Наряду с тем, что Н. Минар-Тёрмянен демонстрирует большую эрудицию в истории идей и истории искусств, некоторыми из бытовых деталей эпохи она оперирует менее успешно. Так, невероятным представляется утверждение о том, что в то время, когда путешествующим в Финляндию требовался паспорт, «финляндцы могли путешествовать в пределах остальной империи без конкретных документов» (с. 115): достаточно заглянуть в Свод законов Российской империи, где есть глава «О паспортах финляндских обывателей в империи»[9]. Остались недоработанными и вопросы, связанные с масштабом цен, — стоимость билетов на пароход в середине XIX в. сопоставляется с жалованьями конца XVIII в.; если бы данные были ближе по времени, то было бы проще судить о доступности пароходного билета представителям разных социальных слоев (с. 131).
Укажем на одну ошибку, допущенную при рассказе об изучении финского фольклора. Опираясь на опубликованный на финском языке текст В.Г. Базанова, который сослался на первую часть доклада «кандидата Харьковского университета (Harkovin yliopiston kandidaatti)» В.И. Брайкевича «О северной поэзии, ее происхождении и характере», заслушанную на заседании Вольного общества любителей российской словесности 22 марта 1820 г.[10], Минар-Тёрмянен заключила, что заседание общества было якобы проведено в Харькове (c. 90), что, конечно, неверно. В то время Брайкевич был молодым чиновником в Петербурге, где и читал свой доклад о северной поэзии, первая часть которого была в основном посвящена финской народной поэзии, а вторая и третья — англосаксонской и исландской[11].

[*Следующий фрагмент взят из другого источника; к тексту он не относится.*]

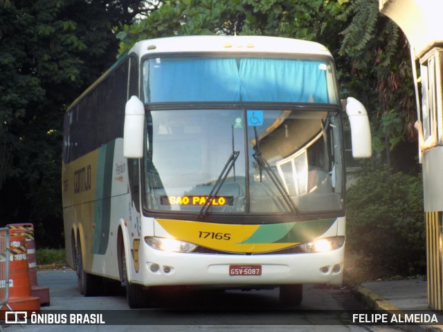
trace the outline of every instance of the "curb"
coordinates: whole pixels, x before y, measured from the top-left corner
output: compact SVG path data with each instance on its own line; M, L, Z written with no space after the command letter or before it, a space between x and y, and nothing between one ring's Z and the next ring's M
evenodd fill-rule
M360 302L370 310L379 310L387 313L402 313L404 311L383 299L382 296L362 286L356 286L355 295ZM443 326L439 325L396 325L408 332L443 332Z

Подобных недочетов в многодисциплинарном исследовании Минар-Тёрмянен немного, и их совсем несложно исправить при подготовке русского издания этой книги или, возможно, ее отдельных глав (в этом случае было бы хорошо объединить ее с наиболее интересными разделами диссертации И.К. Хирвасахо). В год столетнего юбилея финляндской независимости историки обращали основное внимание на противоречия, характерные для заключительного периода российской Финляндии, но Минар-Тёрмянен удалось показать, что время, когда Финляндия была «идеальной окраиной идеальной империи», не менее важно для понимания как русской, так и финской культуры.